Obviously I had to read this when I learnt that it was to be adapted (and with Kate Winslet). I have already read Summer at Mount Hope and There Should be More Dancing . I didn’t enjoy The Summer at Mount Hope, but I have recently re-read it and I was quite taken the second time around.
Here is the blurb …
A darkly satirical novel of love, revenge, and 1950s haute couture—soon to be a major motion picture starring Kate Winslet and Liam Hemsworth
After twenty years spent mastering the art of dressmaking at couture houses in Paris, Tilly Dunnage returns to the small Australian town she was banished from as a child. She plans only to check on her ailing mother and leave. But Tilly decides to stay, and though she is still an outcast, her lush, exquisite dresses prove irresistible to the prim women of Dungatar. Through her fashion business, her friendship with Sergeant Farrat—the town’s only policeman, who harbors an unusual passion for fabrics—and a budding romance with Teddy, the local football star whose family is almost as reviled as hers, she finds a measure of grudging acceptance.

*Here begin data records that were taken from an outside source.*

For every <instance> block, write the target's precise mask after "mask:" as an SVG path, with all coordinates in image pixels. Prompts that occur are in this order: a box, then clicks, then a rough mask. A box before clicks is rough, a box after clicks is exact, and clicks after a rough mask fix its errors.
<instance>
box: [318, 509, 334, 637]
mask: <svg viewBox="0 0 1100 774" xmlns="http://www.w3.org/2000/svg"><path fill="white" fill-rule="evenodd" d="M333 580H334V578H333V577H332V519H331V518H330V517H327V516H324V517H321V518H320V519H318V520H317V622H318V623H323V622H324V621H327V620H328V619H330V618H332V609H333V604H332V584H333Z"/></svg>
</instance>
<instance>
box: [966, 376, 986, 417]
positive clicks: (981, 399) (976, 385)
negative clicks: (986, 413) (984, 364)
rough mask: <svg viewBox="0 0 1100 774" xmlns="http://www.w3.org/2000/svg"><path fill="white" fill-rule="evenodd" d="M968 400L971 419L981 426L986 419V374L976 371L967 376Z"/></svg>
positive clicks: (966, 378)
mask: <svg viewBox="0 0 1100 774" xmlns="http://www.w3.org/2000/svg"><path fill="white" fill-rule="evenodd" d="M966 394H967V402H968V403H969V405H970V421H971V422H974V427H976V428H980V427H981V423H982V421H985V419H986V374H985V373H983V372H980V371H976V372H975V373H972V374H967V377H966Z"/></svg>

But as her dresses begin to arouse competition and envy in town, causing old resentments to surface, it becomes clear that Tilly’s mind is set on a darker design: exacting revenge on those who wronged her, in the most spectacular fashion.
This was funny, moving and terribly sad by turns. It is a very visual novel with fabulous descriptions of Dungatar, it’s inhabitants and the frocks (reading about the frocks is particularly delightful). It is gothic – the characters almost caricatures -Mr Almanac the twisted (literally) chemist who refers to almost everyone as a sinner, Prudence Dimm, the bitter, vengeful school teacher, etc. There are very few likeable characters! But it is funny (in a dark way) and it skewers small town pretensions while highlighting the lack of power of vulnerable citizens.